In January 2015, The Royal Canadian Geographical Society's magazine, Canadian Geographic, announced a project to select a national bird for Canada, a designation which the country has never formally recognized. Dubbed the National Bird Project, the organization conducted an online poll inviting Canadians to vote for their favourite bird. The poll closed on 31 August 2016, and a panel of experts convened the following month to review the top five selections: the Canada jay, common loon (Gavia immer), snowy owl (Bubo scandiacus), Canada goose (Branta canadensis) and black-capped chickadee (Poecile atricapillus). The project announced on 16 November 2016 that the Canada jay was selected as the winner of the contest.

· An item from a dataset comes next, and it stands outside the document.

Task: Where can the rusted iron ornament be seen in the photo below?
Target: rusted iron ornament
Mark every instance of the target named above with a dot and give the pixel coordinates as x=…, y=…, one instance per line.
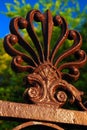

Organizers hoped for the Canadian government to formally recognize the result as part of Canada's sesquicentennial celebrations in 2017; the Department of Canadian Heritage responded that no new official symbol proposals were being considered at the time.

===Conservation===
Canada jays are classified as least concern (LC) according to the IUCN Red List, having stable populations over a very large area of boreal and subalpine habitats only lightly occupied by humans. Significant human impacts may nevertheless occur through anthropogenic climate warming. Canada jays at the northern edges of their range may benefit from the extension of spruce stands out onto formerly treeless tundra. A study of a declining population at the southern end of the Canada jay's range linked the decline in reproductive success to warmer temperatures in preceding autumns. Such warm temperatures may trigger spoilage of the perishable food items stored by Canada jays upon which success of late winter nesting partly depends.